Conceptart Workshop London

Where to begin - I've not been putting off writing this. Time has simply been occupied with Life. So much life.

I travelled by train from Dundee to London with my good friend Will Wright. I'm really thankful trains provide a socket for laptops, as I doodled in photoshop for the majority of the journey. Some reference landscapes as they slipped by and the world turned.



Arrival in London was triumphant and it was my first experience of King's Cross which I think was somewhat mixed due to the vast changes the station is under going. I'm very thankful to those whom allowed me to stay in their flat for my time in London, and their enthusiastic dogs.

Left waiting knicked some confidence but to enter the hall and witness everyone sitting in darkness watched Kekai do this thing. 'When in doubt, dragons.' A real tactile sense of creative energy and hush in the room, so many minds ticking away. Learning, watching, inspiration transference all actively happening between Pro and peers. I knew I had made the right decision. I knew I was meant to be here.




"I can draw a fucking cat..."


I received my one and only paintover from the wonderful Shay Hulbert who revealed my distinct lack of unicorns. Crisis averted!

The quest for self improvement begins by holding yourself accountable. Make it real, exclaim your intentions. Your hopes and fears so you can act on them.

I received a number of folio reviews from a great array of professionals, insanely useful. Here's a snapshot of some notes I took from a particular two. Thank you to the others who offered their time and experience to help push me further.

KEKAI KOTAKI

The following are notes I made in earnest while showing my folio to Kekai.

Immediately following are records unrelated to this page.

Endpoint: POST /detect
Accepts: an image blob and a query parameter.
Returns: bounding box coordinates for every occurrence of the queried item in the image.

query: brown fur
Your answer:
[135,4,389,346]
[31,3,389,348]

Bring the piece together more, add some interests and get the read. Mark making is splotchy. It seems as though I'm uncertain in use of which brushes correctly, to use for certain things.

Where's the focus?

Look at master paintings, move forward and iterate, slow and steady and get the job done. Don't rush.

BJORN HURRI

For design. Think in shapes, separate these out by their areas of major value. Design is about creating these strong shapes. Can it read from a distance?

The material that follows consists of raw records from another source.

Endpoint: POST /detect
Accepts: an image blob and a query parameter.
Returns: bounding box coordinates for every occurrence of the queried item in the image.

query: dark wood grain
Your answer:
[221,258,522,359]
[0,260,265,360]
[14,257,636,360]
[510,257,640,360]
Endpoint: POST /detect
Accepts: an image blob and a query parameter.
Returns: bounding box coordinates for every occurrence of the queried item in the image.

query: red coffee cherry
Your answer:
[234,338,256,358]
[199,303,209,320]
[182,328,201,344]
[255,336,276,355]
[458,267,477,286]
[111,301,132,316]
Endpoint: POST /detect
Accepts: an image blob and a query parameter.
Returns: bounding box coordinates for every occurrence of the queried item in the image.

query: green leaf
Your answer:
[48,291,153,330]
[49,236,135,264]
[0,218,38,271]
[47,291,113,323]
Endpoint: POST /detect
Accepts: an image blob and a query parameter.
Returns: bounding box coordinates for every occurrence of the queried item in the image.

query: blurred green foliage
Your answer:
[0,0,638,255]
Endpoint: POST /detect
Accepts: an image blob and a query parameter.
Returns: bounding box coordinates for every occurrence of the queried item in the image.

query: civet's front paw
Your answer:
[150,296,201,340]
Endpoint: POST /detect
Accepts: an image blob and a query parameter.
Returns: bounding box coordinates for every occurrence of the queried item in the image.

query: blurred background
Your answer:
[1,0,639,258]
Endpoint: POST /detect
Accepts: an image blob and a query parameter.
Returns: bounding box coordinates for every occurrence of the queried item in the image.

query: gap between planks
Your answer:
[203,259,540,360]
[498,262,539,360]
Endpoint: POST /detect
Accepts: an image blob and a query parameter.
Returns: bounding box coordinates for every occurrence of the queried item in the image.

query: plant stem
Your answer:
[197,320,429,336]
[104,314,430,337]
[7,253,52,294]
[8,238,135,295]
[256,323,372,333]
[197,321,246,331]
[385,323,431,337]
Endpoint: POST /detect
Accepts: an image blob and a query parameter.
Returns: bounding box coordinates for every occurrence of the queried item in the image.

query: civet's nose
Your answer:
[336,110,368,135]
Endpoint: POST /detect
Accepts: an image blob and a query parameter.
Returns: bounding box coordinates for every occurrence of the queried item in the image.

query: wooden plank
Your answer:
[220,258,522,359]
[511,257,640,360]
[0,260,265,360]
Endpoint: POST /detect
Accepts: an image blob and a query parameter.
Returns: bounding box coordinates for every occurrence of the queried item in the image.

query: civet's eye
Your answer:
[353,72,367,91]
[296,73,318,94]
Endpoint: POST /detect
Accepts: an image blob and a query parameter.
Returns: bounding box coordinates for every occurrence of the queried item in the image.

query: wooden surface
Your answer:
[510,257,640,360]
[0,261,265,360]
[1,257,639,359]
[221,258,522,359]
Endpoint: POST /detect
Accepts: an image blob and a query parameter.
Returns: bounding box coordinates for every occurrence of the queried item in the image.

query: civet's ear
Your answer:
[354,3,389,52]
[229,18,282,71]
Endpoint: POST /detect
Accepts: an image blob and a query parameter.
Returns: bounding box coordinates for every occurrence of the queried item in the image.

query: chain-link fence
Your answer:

Napkin test, can you draft the design on a napkin easily, does it read?

Vilppu - constrution of figures - worry about the read

Draw figures every fucking day.

Fix poses, make them more dynamic in a setting.

What do the shapes communicate? How the character will move, what will make it look like it moves quick, sluggish?


Jason Felix presenting, photo by Jamie Wong

I found a spirit both beautiful and terrifying in passing my collection of work over for a folio review to those I hold in awe. That moment while place it in their hands and you hold your breath in anticipation.

Very similar to carrying a shield into battle, and during every fray a small crack appears across the surface. Again and again. It breaks under the weight of all of the advice until you're left holding what is to you a broken instrument. Trust that it will hold, remain calm, and step forward for the next review, each time summing up the courage to acknowledge the mistakes, and delve deeper.

You carry all of the advice forward, and your collection of work reveals its true nature of flaws, but the cracks offer handholds for improvement.

I attained a wonderful sense of calm after London where nervousness burned itself out, as though it cauterized the nerves endings themselves. An opportune moment for amazing things to happen.